English "mugwort" contains an element mu- meaning "fly, bug"; cf. Greek myía, Russian moska and German Mücke "mosquito". The Indo-European stem, MU-, is obviously onomatopoetic in origin. Folk-etymologically, the first element in mugwort is often assumed to refer to the herb's use in beer-brewing ("mug of beer"; see also gale for notes on brewing).
The second element in "mugwort" is an old term for "plant" (Old English wyrt "plant", "root") found in many other Germanic languages: German Wurzel "root" (formerly also "plant"), Swedish ört, Gothic waúrts.

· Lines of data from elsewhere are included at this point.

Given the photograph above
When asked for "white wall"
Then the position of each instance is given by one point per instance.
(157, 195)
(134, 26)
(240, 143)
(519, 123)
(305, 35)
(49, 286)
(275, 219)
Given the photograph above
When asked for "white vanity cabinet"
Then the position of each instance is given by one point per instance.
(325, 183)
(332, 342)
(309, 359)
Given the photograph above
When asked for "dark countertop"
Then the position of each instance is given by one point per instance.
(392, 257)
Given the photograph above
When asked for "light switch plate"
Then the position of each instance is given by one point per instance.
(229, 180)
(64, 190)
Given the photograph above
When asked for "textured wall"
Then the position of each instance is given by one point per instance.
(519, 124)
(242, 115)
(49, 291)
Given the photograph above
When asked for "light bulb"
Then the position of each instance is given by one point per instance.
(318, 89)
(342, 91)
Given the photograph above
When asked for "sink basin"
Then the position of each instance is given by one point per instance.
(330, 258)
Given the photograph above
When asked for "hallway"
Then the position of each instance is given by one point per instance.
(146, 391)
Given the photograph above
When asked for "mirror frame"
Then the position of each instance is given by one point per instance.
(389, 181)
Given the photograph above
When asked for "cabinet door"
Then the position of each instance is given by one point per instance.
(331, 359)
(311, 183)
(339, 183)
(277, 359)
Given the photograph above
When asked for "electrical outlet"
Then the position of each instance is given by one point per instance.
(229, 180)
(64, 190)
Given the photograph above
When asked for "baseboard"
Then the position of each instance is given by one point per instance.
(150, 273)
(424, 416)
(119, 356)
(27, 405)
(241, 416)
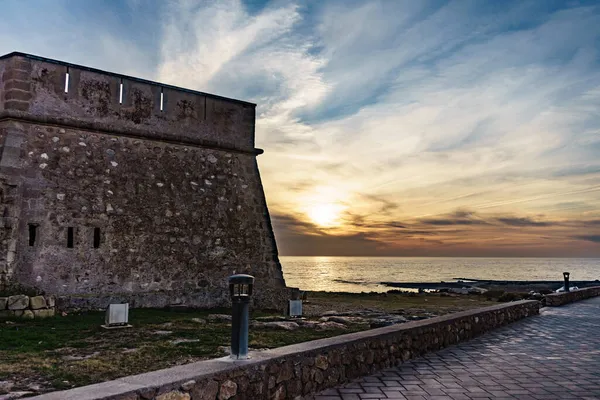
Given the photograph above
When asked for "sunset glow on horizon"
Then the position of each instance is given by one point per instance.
(407, 128)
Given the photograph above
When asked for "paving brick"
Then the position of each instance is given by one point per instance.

Less closely related are Greek rhádamnos "branch", Latin radix "root" and Old Irish fren "root", which all derive from an Indo-European root WRD. For further etymological connections, see horseradish.
Swedish malört "moth plant" for the closely related wormwood (see southernwood) is a similar formation; allegedly, mugwort's or wormwood's smell drives away moths from clothes.

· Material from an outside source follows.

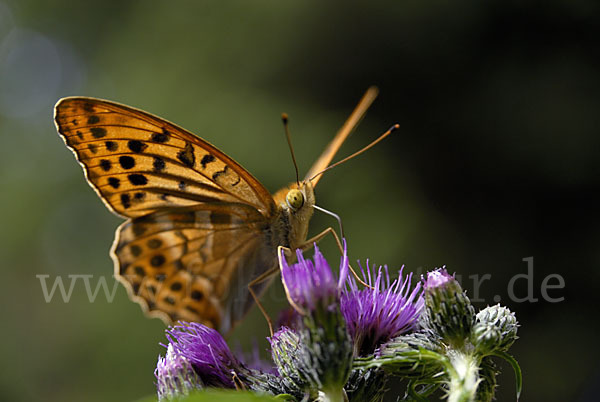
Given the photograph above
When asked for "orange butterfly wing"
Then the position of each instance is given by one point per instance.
(200, 224)
(139, 163)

The German, Beifuß name derived from the Middle High German verb bivuoz "beat", but the connection is unclear; according to one theory some kind of squeezing the leaves for food preparation is indicated, according to another, the name refers to some apotrophaeic quality of the plant (it "beats or drives away" evil powers).
Like the closely related southernwood, mugwort is only occasionally used as a spice. Its slightly bitter taste fits best to fat fish or meat (it is sometimes suggested for goose or mutton); occasionally, it is eaten raw as a salad.